The reason: strong job growth, in-migration and affordability.
“Some markets are clearly positioned for exceptional longer-term performance due to their relative housing affordability combined with solid local economic expansion,” said NAR’s Chief Economist Lawrence Yun, in a statement. “Drawing new residents from other states will also further stimulate housing demand in these markets, but this will create upward price pressures as well, especially if demand is not met by increasing supply.”
NAR identified the top 10 metro areas based on a myriad of factors, including domestic migration, housing affordability for new residents, consistent job growth relative to the national average, population age structure, attractiveness for retirees and home price appreciation, among other variables.
The list also included Charleston S.C.; Colorado Springs, Colo.; Columbus, Ohio; Dallas-Fort Worth, Texas; Fort Collins, Colo.; Las Vegas, Nev.; Ogden, Utah; and Tampa-St. Petersburg, Fla.
“Potential buyers in these 10 markets will find conditions especially favorable to purchase a home going into the next decade,” said NAR President Vince Malta, broker at Malta & Co., Inc., in San Francisco, CA. “The dream of owning a home appears even more attainable for those who move to or are currently living in these markets.”

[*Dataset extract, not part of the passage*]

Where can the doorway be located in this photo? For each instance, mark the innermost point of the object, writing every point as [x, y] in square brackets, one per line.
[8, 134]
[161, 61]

Strong job growth is one factor driving up prices in these markets, with payroll employment rising about 2.5% annually in the last three years, higher than the national rate of 1.6%. In Ogden, Las Vegas, Dallas, and Raleigh, job growth rose nearly 3%.1
Movers2 flock to these markets at higher rates than the average of the 100 largest U.S. metro areas. In Colorado Springs, recent movers accounted for 21% of the total population, followed by Fort Collins at 17% and Las Vegas at 16%. These areas attract various age groups. For example, 11% of the people who moved to Tampa were 65 years and older, while 54% of recent movers in Durham were between the ages of 18 and 34.
In most of these metro areas, about half of recent movers who are renting can afford to buy a home in those respective markets when compared to the nation’s 100 largest metro areas. Homeownership rates in these markets are expected to increase due to the relative affordability.
The study comes at a time when homes sales nationwide are beginning to slide.
NAR reported today that existing-home sales fell in November by 1.7%, taking a small step back after October’s gains. The Northeast and Midwest both reported growth last month, while the South and West saw sales decline.
Existing-home sales in the South dropped 3.9% to an annual rate of 2.24 million in October, but were up 3.7% from a year ago. The median price in the South was $234,400, a 4.8% increase from this time last year.
The median existing-home price2 for all housing types in October was $271,300, up 5.4% from November 2018 ($257,400), as prices rose in all regions. November’s price increase marks 93 straight months of year-over-year gains.
Total housing inventory3 at the end of November totaled 1.64 million units, down approximately 7.3% from October and 5.7% from one year ago (1.74 million). Unsold inventory sits at a 3.7-month supply at the current sales pace, down from 3.9 months in October and from the 4.0-month figure recorded in November 2018. Unsold inventory totals have declined for five consecutive months, constraining home sales.
Compared to one year ago, fewer homes were sold below $250,000; with a 16% decline for homes priced below $100,000 and a 4% reduction for homes priced from $100,000 to below $250,000.
However, Yun said the decline in sales for November is not a cause for worry. “Sales will be choppy when inventory levels are low, but the economy is otherwise performing very well with more than 2 million job gains in the past year,” said Yun.